Sembari berharap, bolehlah saya sebut masa ini sebagai titik terendah perjalanan mengais-ngais ilmu Allah yang begitu luas dan maha rumit ini. Selanjutnya, tidak akan seperti ini lagi. Enam bulan ini, sudah cukup menendang saya begitu kerasnya.Ya, saya mendapat nilai kurang untuk subject yang begitu penting untuk saya.(Namun berkat perbaikan dan kemurahan hati guru-guru saya, di nilai raport saya tidak ada angka merah.Tapi, tetap saja buruk, kawan).Nilai-nilai merah pertama sejak saya mengenal kata sekolah dan belajar di dunia ini. Saya terjatuh, tapi muka saya tidak lebam-lebam, masih sempat memberi senyum pada setiap orang yang berpapasan dengan saya. Bila memang peristiwa berdarah ini akan berbuah masam pada lima bulan yang akan datang, saya terus saja percaya bahwa akan selalu ada jalan.
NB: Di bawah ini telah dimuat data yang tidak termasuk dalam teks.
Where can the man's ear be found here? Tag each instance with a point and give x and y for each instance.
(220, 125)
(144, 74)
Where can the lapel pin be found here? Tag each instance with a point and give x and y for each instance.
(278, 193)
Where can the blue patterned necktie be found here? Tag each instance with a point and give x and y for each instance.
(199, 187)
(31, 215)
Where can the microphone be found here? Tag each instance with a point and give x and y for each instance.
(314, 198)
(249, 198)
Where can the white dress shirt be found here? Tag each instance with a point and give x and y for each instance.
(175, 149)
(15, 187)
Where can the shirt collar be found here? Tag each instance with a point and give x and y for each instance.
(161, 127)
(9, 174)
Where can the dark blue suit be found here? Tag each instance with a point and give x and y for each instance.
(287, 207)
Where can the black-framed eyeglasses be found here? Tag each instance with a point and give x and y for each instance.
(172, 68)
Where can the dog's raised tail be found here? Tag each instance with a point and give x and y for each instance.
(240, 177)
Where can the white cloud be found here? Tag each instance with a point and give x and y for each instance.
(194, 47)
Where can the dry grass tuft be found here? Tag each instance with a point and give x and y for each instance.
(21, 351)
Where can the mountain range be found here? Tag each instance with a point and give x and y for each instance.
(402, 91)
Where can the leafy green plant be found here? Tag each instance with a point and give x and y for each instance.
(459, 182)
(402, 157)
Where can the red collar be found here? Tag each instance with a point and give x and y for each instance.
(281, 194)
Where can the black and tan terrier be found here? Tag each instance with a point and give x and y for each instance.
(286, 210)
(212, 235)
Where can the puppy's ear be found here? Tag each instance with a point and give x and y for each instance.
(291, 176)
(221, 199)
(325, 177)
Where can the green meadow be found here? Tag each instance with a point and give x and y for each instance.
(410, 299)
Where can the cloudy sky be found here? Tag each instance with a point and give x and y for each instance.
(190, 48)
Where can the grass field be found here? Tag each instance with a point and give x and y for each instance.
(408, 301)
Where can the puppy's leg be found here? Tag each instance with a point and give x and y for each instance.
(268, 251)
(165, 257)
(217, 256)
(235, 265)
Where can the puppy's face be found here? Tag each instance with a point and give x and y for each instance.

Akan selalu ada jalan, yang memang telah dijanjikan.Dijanjikan, dijanjikan dengan sangat pasti.


Semakin mantap rasa yakin saya pada senja terakhir saya di Insan Cendekia pada tahun penuh jalan berbukit ini. Saya diajak seorang teman untuk menghadiri sebuah pertemuan mingguan. Beberapa poin saya catat ketika ustadz saya membahas sebuah ayat yang telah dibaca oleh salah seorang teman, yakni Ali Imran 140.

Sudah menjadi hukum alam bahwa di dunia ini akan terjadi pergiliran kejayaan. Sebagaimana pada waktu yang terdahulu:kaum muslim menang pada perang Badar, kemudian kalah pada perang Uhud, kemudian jaya kembali pada perang-perang selanjutnya.  Saya mencoba merefleksikannya pada diri saya masa-masa ini. Bahwa mungkin saya sedang meniti jalan menurun, atau bahkan menukik. Tapi saya akan mendaki kembali, ketika menurut Allah, saya telah siap mendapatkannya.

Bahwa dinamika itu perlu ada, perlu hadir pada seseorang, sekali waktu.